Female Reproductive Pharmacology - Gauthier Flashcards
Recall 3 endogenous human estrogens.
Which is most potent? Least?
Which is derived from testosterone? Androstenedione?
17b-Estradiol, Estrone, Estriol
17b-Estradiol is most potent, Estriol is least (urine metabolite)
Aromatase converts testosterone to 17b-estradiol, and androstenedione to estrone.
Compare and contrast the kinetic properties of estrogens and progestins.
Both are serum protein-binding (estrogens to SHBG/albumin, progestins to CBG/albumin)
Both are metabolized by the liver and have a high first-pass effect.
Presumably, both undergo enterohepatic recirculation.
Compare and contrast the estrogen and progestin receptors.
Two subtypes of either: ERa+ERb/PRa+PRb
A cell membrane receptor for estrogen has been assumed to exist.
There are 8-10 listed physiological effects of estrogen. Try to recall as many as you can.
Feedback regulation of gonadotropin release
Positive effects on bone mass, skeletal maturation, epiphyseal plate closure
Alterations of clotting/fibrinolysis and bile composition
Changes in cervical mucus and endometrium
Enhanced tubal contractility
Lipid profile shift (+TGs, -Chol)
Among the effects of estrogens are “alterations of clotting, fibronolysis, and bile composition”.

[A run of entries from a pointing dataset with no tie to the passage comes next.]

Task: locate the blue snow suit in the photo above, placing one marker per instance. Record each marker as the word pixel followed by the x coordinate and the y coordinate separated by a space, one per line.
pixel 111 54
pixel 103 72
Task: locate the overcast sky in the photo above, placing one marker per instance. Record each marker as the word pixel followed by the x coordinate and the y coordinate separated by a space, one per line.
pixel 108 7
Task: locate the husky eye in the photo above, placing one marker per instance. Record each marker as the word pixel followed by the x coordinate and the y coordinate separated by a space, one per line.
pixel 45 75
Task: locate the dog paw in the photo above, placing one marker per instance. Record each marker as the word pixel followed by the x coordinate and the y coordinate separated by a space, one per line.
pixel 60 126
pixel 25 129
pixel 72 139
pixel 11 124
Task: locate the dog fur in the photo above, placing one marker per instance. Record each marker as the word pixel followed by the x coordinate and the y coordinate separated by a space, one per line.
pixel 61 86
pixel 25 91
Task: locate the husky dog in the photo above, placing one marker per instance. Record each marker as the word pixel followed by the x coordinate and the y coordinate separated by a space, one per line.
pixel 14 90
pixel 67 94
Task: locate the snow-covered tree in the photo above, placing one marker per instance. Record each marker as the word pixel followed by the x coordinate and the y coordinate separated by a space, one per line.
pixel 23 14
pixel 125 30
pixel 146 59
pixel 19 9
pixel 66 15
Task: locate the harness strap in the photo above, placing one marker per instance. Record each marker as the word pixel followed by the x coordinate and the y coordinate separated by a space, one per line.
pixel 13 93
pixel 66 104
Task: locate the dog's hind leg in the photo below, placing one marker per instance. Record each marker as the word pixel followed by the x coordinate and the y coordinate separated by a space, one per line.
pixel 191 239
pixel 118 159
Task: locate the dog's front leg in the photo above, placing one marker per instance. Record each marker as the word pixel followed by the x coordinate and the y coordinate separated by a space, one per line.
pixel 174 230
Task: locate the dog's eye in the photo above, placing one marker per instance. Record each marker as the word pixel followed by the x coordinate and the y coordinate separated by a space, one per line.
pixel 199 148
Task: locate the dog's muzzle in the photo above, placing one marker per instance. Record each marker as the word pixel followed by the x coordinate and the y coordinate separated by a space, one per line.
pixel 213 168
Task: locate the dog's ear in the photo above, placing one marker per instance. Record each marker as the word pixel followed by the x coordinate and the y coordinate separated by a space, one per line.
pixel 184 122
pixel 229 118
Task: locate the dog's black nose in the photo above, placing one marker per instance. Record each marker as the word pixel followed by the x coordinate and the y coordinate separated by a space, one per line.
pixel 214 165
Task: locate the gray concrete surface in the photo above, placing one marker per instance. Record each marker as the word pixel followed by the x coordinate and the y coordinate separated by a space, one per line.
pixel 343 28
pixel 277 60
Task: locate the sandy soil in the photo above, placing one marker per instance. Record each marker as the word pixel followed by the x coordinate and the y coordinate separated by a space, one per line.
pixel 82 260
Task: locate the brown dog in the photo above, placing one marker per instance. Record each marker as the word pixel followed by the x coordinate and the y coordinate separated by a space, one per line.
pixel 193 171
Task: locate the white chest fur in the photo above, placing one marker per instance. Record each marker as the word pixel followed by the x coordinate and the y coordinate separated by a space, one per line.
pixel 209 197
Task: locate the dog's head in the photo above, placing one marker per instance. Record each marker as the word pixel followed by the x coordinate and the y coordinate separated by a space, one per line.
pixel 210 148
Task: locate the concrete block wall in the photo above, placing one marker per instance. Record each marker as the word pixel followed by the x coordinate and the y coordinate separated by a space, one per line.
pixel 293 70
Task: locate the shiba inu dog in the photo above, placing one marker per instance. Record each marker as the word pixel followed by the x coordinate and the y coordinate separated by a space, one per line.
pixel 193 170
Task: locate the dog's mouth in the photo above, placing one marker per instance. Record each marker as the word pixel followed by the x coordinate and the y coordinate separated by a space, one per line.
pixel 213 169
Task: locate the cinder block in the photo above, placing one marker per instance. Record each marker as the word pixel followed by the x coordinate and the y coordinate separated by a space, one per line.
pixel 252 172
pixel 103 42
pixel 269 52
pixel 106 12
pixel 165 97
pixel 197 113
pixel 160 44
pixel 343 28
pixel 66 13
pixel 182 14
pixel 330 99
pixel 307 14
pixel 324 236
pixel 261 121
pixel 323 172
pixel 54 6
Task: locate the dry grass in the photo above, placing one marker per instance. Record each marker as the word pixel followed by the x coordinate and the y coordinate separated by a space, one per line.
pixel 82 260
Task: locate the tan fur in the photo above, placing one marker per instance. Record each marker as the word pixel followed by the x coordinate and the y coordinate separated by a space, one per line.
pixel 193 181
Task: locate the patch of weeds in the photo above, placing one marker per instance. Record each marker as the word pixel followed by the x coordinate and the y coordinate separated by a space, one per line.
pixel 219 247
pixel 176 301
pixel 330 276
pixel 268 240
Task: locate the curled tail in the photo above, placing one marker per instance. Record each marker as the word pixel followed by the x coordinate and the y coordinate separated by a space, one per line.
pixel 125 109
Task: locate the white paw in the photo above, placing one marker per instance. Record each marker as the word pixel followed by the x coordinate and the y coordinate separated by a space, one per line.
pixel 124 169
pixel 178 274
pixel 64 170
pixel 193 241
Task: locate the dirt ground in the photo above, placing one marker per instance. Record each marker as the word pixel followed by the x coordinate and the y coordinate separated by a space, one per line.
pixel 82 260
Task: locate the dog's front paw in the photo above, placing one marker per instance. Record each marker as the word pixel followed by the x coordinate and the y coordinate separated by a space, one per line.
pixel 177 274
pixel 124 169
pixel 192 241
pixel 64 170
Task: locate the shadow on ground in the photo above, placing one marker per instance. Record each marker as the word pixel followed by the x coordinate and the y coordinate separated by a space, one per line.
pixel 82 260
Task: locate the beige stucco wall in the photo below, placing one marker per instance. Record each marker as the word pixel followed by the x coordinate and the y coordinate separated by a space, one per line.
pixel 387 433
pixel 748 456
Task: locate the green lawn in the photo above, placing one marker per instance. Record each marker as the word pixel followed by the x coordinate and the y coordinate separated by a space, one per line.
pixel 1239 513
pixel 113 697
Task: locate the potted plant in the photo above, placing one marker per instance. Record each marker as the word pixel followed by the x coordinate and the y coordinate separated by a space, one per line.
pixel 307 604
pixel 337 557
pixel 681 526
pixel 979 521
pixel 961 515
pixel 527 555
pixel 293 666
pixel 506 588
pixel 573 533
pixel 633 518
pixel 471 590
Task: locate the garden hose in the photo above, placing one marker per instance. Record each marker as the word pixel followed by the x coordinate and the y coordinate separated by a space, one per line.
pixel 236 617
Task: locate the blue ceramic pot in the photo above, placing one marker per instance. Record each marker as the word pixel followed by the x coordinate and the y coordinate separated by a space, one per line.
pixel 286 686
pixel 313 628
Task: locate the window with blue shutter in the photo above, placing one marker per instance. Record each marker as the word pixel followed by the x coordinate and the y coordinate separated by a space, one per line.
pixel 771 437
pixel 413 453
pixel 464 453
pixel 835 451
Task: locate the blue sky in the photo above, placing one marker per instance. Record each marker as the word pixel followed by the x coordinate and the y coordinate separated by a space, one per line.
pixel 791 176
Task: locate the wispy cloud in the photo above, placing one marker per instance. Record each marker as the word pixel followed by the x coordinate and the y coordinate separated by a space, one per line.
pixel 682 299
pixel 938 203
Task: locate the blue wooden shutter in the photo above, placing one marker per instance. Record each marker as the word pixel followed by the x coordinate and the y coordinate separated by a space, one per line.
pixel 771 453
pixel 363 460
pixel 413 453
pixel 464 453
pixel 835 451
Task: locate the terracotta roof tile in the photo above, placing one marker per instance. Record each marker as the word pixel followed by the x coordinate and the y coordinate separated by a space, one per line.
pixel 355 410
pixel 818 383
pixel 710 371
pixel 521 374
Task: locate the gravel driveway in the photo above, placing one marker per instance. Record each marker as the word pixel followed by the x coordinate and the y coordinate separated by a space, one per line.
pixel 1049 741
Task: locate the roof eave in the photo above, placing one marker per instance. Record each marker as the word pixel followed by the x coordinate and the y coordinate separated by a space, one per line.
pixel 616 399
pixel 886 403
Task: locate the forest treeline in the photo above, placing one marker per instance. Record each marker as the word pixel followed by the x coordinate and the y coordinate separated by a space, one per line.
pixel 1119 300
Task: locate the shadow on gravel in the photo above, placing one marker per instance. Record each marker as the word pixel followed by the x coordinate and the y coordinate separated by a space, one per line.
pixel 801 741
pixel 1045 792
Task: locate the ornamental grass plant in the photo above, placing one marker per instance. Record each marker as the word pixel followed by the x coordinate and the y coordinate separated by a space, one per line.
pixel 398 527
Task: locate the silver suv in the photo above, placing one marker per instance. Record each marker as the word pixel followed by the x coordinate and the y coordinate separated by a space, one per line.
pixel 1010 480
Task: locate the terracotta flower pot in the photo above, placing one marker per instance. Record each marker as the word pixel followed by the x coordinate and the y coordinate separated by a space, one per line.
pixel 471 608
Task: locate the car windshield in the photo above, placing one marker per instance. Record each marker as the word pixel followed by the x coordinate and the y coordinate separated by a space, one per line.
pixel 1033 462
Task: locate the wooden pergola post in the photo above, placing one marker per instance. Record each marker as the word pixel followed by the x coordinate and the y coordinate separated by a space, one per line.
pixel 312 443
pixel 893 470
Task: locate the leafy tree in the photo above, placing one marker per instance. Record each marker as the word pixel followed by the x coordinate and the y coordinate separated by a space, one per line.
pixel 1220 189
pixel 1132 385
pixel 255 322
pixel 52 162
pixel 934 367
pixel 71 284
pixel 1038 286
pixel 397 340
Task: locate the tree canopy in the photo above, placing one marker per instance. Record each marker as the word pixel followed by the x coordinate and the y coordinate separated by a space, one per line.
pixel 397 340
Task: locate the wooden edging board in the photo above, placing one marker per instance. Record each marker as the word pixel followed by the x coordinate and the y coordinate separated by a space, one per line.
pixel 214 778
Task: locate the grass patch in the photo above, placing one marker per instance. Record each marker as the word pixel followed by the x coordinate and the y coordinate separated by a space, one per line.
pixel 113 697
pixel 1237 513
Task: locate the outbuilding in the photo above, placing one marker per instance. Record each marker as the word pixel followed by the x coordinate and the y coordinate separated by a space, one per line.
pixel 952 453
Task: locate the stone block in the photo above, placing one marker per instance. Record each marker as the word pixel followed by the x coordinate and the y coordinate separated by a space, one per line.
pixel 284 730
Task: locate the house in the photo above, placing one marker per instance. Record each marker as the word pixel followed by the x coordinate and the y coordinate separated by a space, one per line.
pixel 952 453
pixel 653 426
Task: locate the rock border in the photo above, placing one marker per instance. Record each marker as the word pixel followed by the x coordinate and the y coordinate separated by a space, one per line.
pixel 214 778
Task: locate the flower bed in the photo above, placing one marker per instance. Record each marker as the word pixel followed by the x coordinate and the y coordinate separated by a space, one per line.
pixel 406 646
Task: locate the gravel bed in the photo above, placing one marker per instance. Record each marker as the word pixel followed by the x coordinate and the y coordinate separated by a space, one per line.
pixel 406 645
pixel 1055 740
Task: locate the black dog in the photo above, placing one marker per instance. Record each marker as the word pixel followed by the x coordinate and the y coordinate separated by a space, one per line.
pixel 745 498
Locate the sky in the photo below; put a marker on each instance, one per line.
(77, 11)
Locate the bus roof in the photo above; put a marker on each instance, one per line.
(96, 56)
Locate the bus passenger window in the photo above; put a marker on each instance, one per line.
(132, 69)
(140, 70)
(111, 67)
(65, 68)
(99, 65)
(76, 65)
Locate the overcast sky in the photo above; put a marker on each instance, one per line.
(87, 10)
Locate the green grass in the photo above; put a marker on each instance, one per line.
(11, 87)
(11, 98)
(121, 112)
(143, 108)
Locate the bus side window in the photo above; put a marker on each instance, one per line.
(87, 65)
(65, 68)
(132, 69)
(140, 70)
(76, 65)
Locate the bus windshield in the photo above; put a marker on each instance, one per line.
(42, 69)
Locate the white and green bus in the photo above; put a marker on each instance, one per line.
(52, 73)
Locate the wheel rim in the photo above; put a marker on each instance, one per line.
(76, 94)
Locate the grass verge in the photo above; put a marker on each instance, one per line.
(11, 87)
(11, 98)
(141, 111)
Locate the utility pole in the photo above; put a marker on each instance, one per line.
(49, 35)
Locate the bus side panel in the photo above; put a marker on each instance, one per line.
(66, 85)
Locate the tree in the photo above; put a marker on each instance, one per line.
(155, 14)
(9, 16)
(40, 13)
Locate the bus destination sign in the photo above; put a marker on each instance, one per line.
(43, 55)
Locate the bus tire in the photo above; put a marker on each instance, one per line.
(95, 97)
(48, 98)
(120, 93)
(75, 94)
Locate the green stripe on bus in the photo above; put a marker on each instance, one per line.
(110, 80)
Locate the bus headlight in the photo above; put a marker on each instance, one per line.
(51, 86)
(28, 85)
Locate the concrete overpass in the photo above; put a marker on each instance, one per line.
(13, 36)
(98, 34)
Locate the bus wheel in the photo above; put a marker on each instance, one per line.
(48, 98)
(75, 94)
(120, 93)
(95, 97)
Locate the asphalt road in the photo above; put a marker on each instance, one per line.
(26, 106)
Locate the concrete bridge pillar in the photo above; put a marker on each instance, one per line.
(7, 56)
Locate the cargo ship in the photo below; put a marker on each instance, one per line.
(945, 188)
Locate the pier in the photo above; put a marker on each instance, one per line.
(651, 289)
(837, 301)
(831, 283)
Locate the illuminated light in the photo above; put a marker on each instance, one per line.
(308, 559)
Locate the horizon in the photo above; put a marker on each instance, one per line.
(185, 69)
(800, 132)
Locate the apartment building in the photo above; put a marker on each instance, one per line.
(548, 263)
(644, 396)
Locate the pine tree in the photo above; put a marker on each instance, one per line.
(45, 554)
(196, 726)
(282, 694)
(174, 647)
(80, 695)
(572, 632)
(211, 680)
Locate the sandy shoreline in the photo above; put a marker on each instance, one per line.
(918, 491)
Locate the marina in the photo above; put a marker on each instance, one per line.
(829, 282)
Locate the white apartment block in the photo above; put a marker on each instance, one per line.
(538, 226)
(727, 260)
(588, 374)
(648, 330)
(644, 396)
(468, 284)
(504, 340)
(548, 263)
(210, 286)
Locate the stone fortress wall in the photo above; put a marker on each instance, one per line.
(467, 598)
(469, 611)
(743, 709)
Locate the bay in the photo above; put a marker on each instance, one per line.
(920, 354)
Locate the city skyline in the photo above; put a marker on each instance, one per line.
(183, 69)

Try to better characterize specifically how these are altered.
Inhibition of PAI-1 with a concomitant increase in fibrinogen leads to a prothrombotic state.
Increased cholesterol comoposition and decreased bile acids in bile predisposes to gallstones.
There are 4 listed physiologic effects of progesterone. Try to name all of them.
- Decreases the frequency of GnRH pulses (suppresses gonadotropins)
- Decrease estrogen-drive endometrial proliferation; form a secretory endometrium
- Change cervical mucous to a scant, viscid material
- Maintenance of pregancy
Are estrogens or progestins responsible for each following effect:
- Endometrial hyperplasia
- Thinning of cervical mucus
- Reduction of tubal contractions
- Estrogens
- Estrogens
- Progestins
There are many pharmaceutical preparations of estrogen.
Compare and contrast Ethinyl Estradiol, Mestranol, Estradiol Valerate.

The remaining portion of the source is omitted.